Robert Davidson
"If we look back over the past two hundred years of Haida history, we can see a definite progression in the art form. Who knows where the art will go from here? The limitation is really up to the artist in the present moment."
Robert Davidson is a skilled painter, printmaker, jewelry maker, and carver. His Haida name is guud san glans “Eagle of the Dawn”. Davidson creates work using the Haida visual language. Originally it was the stories and the philosophy of his community that “bred the art” but that now art is the catalyst for him and his contemporaries to investigate and explore the philosophy. It is Davidson’s goal to have Haida art recognized as a high art form, and he believes that it is the artist’s responsibility to challenge the art world’s impression that work created through a traditional visual language is a “curio”. His abstraction of the traditional Haida visual language, combined with his ability to clearly discuss his practice and goals has lead to what some call a “renaissance of Haida art and culture”.

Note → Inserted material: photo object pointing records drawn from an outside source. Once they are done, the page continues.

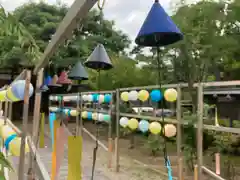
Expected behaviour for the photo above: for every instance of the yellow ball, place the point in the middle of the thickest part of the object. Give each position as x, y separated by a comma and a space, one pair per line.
155, 128
133, 124
74, 113
124, 96
170, 95
84, 114
95, 116
143, 95
170, 130
15, 146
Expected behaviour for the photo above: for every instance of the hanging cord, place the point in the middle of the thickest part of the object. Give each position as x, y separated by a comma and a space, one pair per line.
160, 77
97, 131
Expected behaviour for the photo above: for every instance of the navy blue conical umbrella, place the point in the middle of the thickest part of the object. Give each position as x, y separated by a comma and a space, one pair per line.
158, 29
78, 72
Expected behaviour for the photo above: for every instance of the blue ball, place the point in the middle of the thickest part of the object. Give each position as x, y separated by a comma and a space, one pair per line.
107, 98
95, 97
156, 95
89, 115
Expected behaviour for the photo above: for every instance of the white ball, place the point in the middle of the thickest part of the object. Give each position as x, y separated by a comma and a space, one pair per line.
133, 95
101, 98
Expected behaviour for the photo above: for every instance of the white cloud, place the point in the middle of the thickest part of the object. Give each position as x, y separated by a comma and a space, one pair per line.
128, 14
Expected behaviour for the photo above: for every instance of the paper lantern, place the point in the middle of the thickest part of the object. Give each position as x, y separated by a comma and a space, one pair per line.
124, 96
3, 95
107, 98
143, 95
123, 122
170, 130
155, 128
170, 95
6, 131
18, 89
133, 96
156, 95
101, 117
95, 116
15, 146
84, 114
89, 115
101, 98
133, 124
74, 113
143, 126
106, 118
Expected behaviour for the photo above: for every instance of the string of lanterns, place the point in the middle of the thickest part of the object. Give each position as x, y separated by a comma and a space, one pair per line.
169, 95
144, 126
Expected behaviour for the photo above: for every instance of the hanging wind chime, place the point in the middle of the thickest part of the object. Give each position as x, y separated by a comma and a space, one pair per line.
159, 30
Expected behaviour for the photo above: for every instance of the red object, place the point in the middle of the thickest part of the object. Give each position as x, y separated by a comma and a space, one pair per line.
63, 78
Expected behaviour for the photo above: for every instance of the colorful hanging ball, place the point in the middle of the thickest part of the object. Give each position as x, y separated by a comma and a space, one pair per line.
143, 95
90, 98
155, 128
133, 124
95, 116
124, 96
106, 118
170, 95
133, 96
95, 97
89, 115
143, 126
101, 98
85, 97
84, 114
156, 95
170, 130
107, 98
123, 122
18, 89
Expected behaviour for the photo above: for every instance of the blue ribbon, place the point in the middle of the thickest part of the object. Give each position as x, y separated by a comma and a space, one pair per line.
168, 164
8, 140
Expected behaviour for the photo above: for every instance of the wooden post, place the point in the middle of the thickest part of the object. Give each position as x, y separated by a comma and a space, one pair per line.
110, 146
25, 124
36, 118
200, 131
10, 111
179, 134
117, 166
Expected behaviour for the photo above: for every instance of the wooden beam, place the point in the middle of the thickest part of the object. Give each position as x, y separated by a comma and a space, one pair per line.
75, 14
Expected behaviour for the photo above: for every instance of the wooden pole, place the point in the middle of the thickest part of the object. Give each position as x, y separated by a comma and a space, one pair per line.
36, 119
25, 124
200, 131
117, 166
179, 134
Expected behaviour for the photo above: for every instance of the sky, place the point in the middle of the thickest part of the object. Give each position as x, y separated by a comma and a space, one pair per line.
127, 14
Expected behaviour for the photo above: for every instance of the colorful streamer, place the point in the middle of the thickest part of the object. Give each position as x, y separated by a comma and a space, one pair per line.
54, 154
41, 133
74, 158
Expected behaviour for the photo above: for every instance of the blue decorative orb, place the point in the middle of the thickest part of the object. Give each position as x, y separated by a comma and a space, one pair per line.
107, 98
95, 97
89, 115
156, 95
18, 88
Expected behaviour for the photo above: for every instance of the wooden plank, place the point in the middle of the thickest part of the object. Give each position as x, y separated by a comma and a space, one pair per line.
78, 10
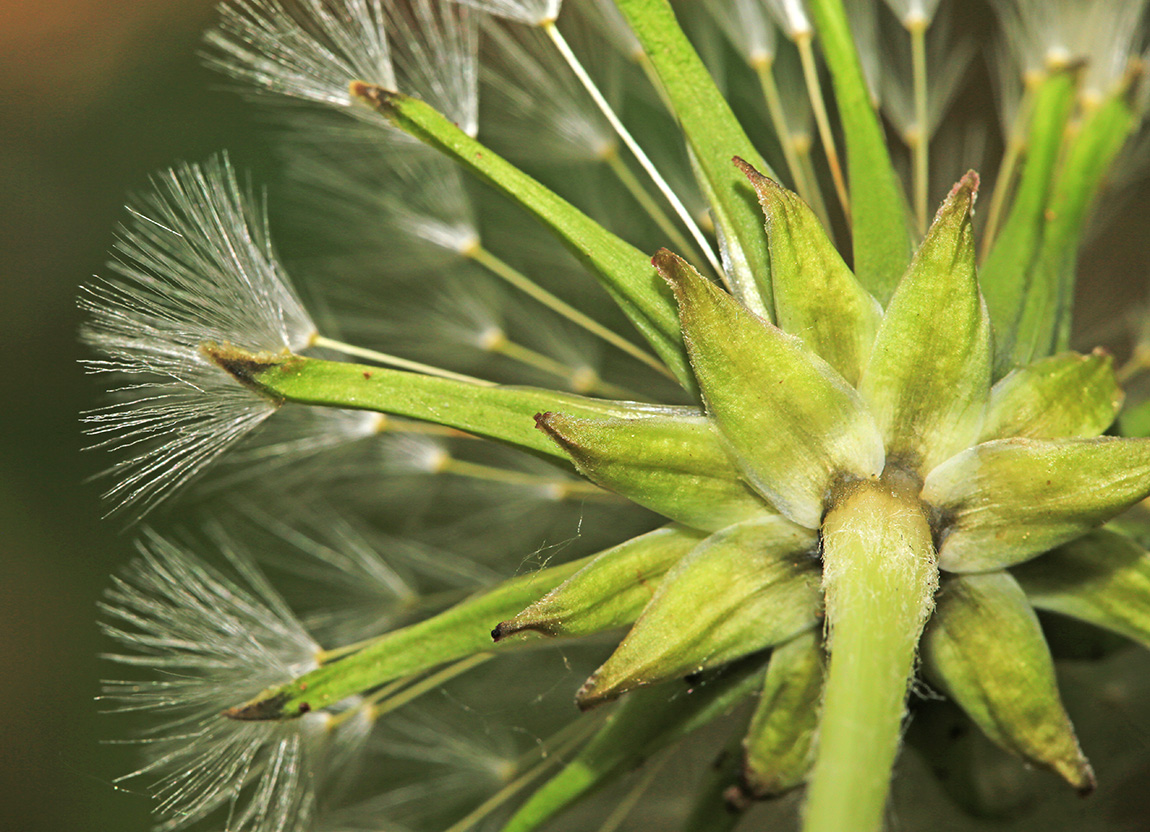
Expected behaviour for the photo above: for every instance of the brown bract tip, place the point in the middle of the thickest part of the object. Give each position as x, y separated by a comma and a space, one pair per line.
372, 94
757, 178
258, 710
242, 365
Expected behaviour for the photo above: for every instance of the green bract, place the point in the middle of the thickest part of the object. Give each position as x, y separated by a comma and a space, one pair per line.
858, 471
993, 475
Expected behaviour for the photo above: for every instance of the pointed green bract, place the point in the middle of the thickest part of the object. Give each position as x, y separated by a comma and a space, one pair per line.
643, 724
718, 804
817, 296
1063, 396
503, 413
779, 750
743, 589
879, 214
713, 136
986, 648
790, 421
1005, 274
461, 631
1006, 501
1044, 322
623, 269
1102, 578
610, 592
1135, 421
675, 466
929, 373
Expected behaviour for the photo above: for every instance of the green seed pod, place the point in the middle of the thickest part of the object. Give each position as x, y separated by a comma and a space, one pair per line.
743, 589
779, 749
1064, 396
1102, 578
644, 723
673, 465
790, 421
610, 592
1010, 500
817, 295
927, 384
984, 647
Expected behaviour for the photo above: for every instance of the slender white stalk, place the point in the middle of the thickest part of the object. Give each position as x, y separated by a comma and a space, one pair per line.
631, 144
505, 272
395, 360
763, 68
658, 215
811, 73
921, 147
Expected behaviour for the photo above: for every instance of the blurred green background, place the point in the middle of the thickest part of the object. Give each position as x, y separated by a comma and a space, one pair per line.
93, 96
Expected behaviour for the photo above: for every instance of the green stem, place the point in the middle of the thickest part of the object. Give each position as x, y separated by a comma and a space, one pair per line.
622, 269
516, 279
641, 157
880, 577
879, 227
821, 120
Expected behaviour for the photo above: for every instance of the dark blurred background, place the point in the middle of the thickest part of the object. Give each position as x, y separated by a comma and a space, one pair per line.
93, 96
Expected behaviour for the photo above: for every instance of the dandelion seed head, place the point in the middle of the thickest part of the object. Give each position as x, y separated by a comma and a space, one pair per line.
913, 13
530, 12
311, 55
791, 17
408, 210
528, 86
748, 25
214, 641
193, 266
950, 52
604, 16
1047, 35
435, 50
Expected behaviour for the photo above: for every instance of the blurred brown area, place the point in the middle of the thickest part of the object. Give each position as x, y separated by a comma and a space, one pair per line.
93, 96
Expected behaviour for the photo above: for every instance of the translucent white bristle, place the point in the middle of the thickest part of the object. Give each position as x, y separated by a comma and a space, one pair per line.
409, 207
435, 47
606, 18
1052, 33
311, 50
748, 25
193, 267
913, 13
950, 52
791, 17
212, 641
529, 12
864, 21
534, 92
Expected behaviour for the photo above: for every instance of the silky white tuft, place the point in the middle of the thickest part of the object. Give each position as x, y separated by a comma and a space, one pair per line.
194, 268
435, 46
311, 55
531, 12
213, 642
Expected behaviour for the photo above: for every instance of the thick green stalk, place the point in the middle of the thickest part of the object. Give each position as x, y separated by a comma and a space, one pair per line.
495, 412
880, 577
1005, 274
713, 136
881, 234
622, 269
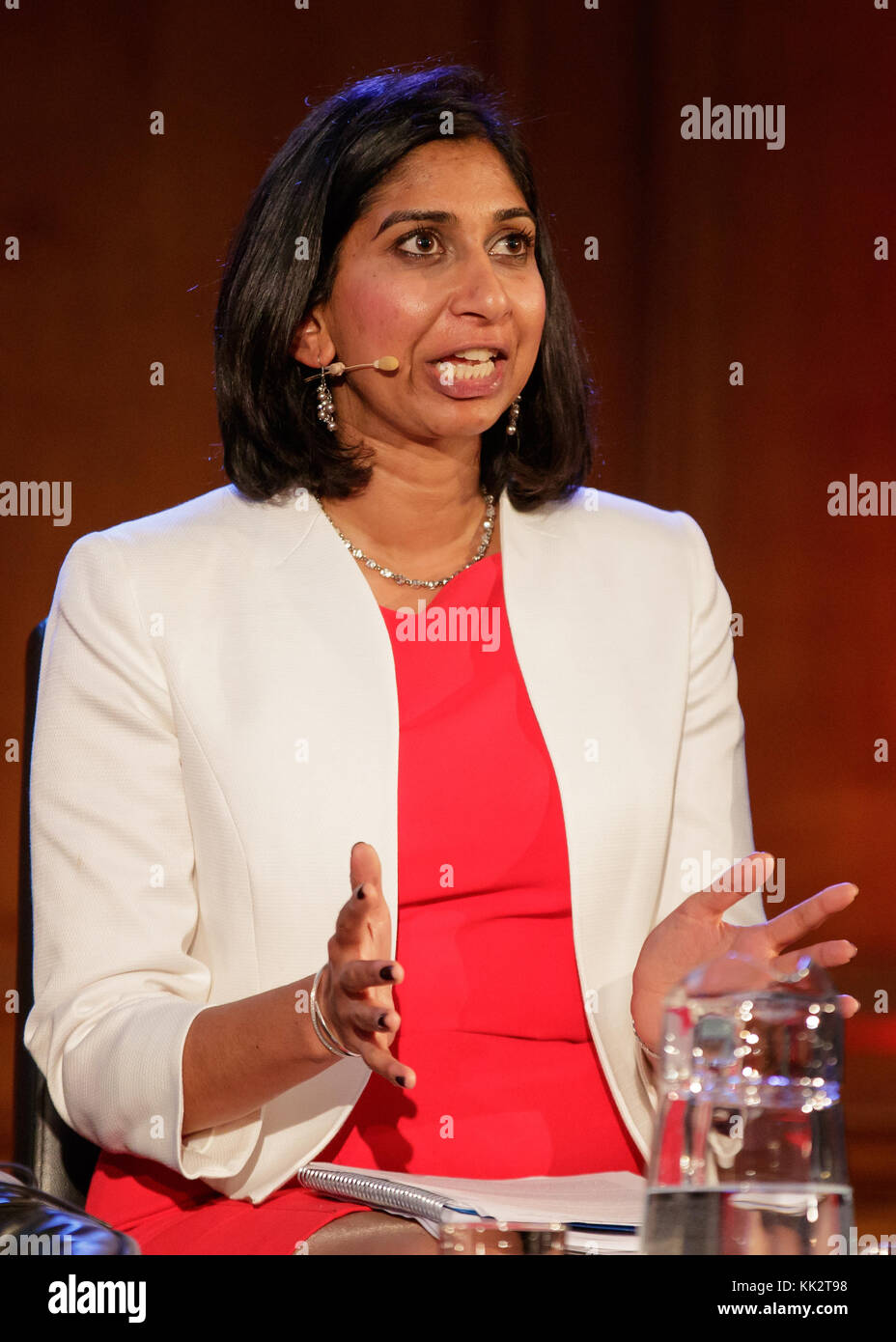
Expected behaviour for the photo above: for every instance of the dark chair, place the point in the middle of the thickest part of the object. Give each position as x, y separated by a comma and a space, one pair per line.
59, 1161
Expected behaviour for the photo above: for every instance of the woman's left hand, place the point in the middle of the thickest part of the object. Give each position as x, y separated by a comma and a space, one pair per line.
695, 932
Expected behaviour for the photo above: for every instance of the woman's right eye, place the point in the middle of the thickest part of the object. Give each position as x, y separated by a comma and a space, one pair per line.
417, 233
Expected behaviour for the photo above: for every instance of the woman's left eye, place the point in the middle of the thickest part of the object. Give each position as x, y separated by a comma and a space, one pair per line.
524, 243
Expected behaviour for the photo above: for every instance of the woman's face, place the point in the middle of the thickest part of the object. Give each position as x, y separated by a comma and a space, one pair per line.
458, 278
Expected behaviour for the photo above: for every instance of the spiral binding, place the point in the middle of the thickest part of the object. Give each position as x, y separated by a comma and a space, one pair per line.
368, 1188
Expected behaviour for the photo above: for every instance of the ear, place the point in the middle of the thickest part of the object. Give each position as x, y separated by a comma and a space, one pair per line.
311, 343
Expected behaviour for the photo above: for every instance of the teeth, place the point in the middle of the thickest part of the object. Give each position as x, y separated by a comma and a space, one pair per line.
464, 372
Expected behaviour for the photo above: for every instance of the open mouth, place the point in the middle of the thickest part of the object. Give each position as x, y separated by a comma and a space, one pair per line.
468, 364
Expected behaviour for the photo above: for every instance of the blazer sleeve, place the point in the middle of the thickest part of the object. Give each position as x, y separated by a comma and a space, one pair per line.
113, 878
711, 805
711, 822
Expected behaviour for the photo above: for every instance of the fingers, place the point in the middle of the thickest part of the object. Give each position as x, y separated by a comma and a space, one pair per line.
355, 976
799, 919
364, 866
741, 880
358, 985
826, 953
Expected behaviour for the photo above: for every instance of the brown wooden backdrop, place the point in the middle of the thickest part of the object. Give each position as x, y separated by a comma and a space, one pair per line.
710, 253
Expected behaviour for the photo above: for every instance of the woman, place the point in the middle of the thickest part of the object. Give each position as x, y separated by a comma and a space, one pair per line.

In 1947 he moved with his family from Alaska to Old Massett on Haida Gwaii (the Queen Charlotte Islands), where he was raised. Born into an artistic family, his great-grandfather was renowned turn of the century Haida artist Charles Edenshaw, he began to practice argillite carving (argillite is a fine-grained black silt stone) in his early teens studying under his father Claude Davidson, and paternal grandfather Robert Davidson Sr. A career launching eighteen-month apprenticeship with artist Bill Reid further solidified his skills and knowledge, as it was during this time that he met artist Bill Holm and anthropologist Wilson Duff both of who generously shared with him their knowledge of the Haida. In 1967 he began his formal studies in drawing and design at the Vancouver School of Art (now Emily Carr Institute of Art and Design), where he also took extension courses in jewelry making.
Davidson has not only invested himself in the visual language of his Haida community but also the performative language. In 1980 he and his brother Reg Davidson, founded tuul gundlaas xyaal xaada (the Rainbow Creek Dancers), a Haida performance group which presents both ancestral and new compositions to a diverse public. Both his visual art and performative practice are means by which he explores traditional Haida culture, and encourages its contemporary growth and expansion.
Sea Wolf inside its own Dorsal Fin is an excellent example of Davidson’s combination of the Haida visual language and his practice of abstraction. He has received honorary degrees from the Southern Methodist University, Dallas, Texas and three British Columbia universities, The Emily Carr Institute of Art and Design, Simon Fraser University and the University of Victoria. In 1995 he was awarded the National Aboriginal Achievement Award for Art and Culture, the Order of British Columbia, and the following year he received the Order of Canada. In 1997 the Royal Canadian Mint released a 22kt gold coin in the image of one of his works.